We store all these values into local variables inside the hud blueprint, whenever the event is called. Alongside, we set the 'DisplayHUD' variable to True.

Next, we need to call this event from the player controller. So let's go to the event graph of MyController blueprint. This is what it's gonna look like, by the time we're finished with our controller:


As you can see, I'm using right mouse button click to get the player input. Every time the player right clicks on the level, I get the hit result under cursor by channel, break the hit result in order to get the hit location. This data, along with player character location and forward vector and used to call our custom event from hud blueprint: Event Toggle HUD. Now all we're left to deal with are the workings of the fire and movement commands. For implementing that, we head back to the HUD blueprint once again.

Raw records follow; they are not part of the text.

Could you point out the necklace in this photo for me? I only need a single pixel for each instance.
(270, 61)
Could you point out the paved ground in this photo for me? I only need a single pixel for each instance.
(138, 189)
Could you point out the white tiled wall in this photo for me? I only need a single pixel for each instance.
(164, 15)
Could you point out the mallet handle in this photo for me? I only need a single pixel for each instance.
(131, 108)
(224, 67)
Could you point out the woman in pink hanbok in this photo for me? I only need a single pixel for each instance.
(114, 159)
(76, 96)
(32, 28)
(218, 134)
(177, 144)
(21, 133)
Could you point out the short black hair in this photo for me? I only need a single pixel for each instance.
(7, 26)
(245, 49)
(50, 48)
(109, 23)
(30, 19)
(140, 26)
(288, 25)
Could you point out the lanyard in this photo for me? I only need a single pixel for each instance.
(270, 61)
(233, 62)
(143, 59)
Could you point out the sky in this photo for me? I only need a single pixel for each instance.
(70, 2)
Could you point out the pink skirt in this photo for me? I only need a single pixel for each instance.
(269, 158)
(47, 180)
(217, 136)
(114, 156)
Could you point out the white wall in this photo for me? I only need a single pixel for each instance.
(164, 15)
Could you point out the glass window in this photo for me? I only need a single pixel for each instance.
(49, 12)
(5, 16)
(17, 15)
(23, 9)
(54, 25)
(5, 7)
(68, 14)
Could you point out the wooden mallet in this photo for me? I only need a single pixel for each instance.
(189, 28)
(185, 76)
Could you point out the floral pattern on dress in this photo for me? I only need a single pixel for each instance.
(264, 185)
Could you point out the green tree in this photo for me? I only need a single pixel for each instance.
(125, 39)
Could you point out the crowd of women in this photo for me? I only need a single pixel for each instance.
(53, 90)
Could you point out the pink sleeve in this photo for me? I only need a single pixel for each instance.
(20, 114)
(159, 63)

We're gonna use the Receive Hit Box Click event to see which button the player clicked. And this is the reason why we used the Hit Box name earlier while making our button function. We add a switch node with custom pin names equivalent to our button hit box names. No matter which button the player clicked, we will first set 'DisplayHUD' to false. If the player clicked on the move command, it's pretty easy to handle it. We just get our controller and use the 'Simple move to location' node with the hit location we received earlier as the input. Handling the fire action command is a different story. It would make sense to have a screenshot over here first:


Before we spawn the projectile for firing, we're gonna rotate the player to face the direction of the hit location. In order to achieve this, we first get the forward vector, multiple it by say 100, and add it to the actor location. We then use this data along with the hit location and find look at rotation to get the necessary yaw value of the new rotation value. We then get the actor rotation and change it's yaw value to this new yaw value. We then set actor rotation using this new yaw value. I'm using a delay of .2 seconds after this, so that the player has finished turning to face the new direction before firing the projectile. Then I go to MyController and create a new function - 'Fire at Hit Location', with the three vector inputs shown above. I then call this function after the above mentioned delay. As you may have noticed, I'm getting the forward vector again, since the player character is now facing a different direction. Now here's a screenshot of the function:


I'm not going into the details of it's implementation, as I have already explained the process in one of my earlier tutorials. You can find it here: 


With that, we have implemented a working HUD based Command UI for the Top Down template. Just to make it a bit more realistic, you could add the logic from the screenshot below, to your projectile blueprint, the making of which is explained in the above link.


This code, makes sure that your projectile is destroyed after impact with other actors. I've also added a particle system to be spawned at impact.